Fermor devotes much time to watching the rituals of the many creatures he encounters. Flirtatious storks “improvise an odd courting-song by leaning back and opening and shutting their scarlet bills . . . like flat sticks banging together . . . like massed castanets . . . sliding precariously on the thatch” (15). A herd of back-lit fallow deer at sunset “cast their shadows across the slope to enormous lengths: a footfall across the still acres of air lifted all their heads at the same moment and held them at gaze until I was out of sight” (17).
Fermor travels alone through primeval forests and glens, inhaling the history of his settings, where “I was in the ruins of a huge castle over-grown with trees. The forest dropped steeply for over a thousand feet, and down below, between its leaf-covered mountains, the Danube valley coiled upstream from the east” (20).

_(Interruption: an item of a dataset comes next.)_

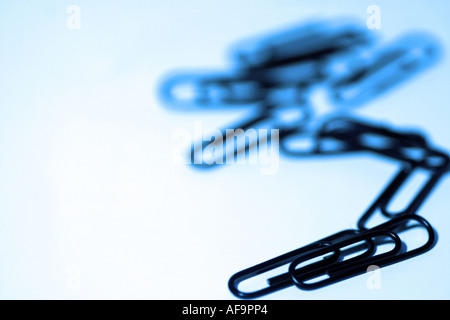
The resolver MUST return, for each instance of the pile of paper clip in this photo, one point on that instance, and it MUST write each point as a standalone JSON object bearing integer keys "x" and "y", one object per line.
{"x": 277, "y": 73}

Fermor takes us to all-night parties that end in sunrise melodies, when “the end of the Great Plain glimmered into being underneath us and everything except the Gypsies began to grow pale . . . the sound of startled nests and birds waking up and the flapping of a stork from the pediment showed it was too late to go to bed (103).
We join Fermor and his companions for a skinny-dipping romp on “a boiling hot day . . . on the way back from a cheerful feast” when, “overcome by the sight of the cool and limpid flood . . . we took off all our clothes, climbed down through the reeds and watercress and dived in” (136). At bedtime we find ourselves in a nest of hay, “unwrapping the buttered rolls and smoked pork and pears,” and “finishing off the wine I had broached at noon” (83). Does it get any better than this?
I am impressed with the grace and dignity of the “ancient and inbred stock” (244-245) of Middle Europeans who meet strangers by touching “heart, lips and brow with the right hand, then laid it on their breast with an inclination of the head and a murmured formula of welcome . . . An atmosphere of prehistoric survival hung in the air as though the island were the refuge of an otherwise extinct species long ago swept away.” These customs are endearing, and add to the wonder Fermor paints into his landscapes, of a time long ago, and a culture fondly remembered.
Fermor, Patrick Leigh. Between the Woods and the Water. New York: The New York Review of Books.1986. Print.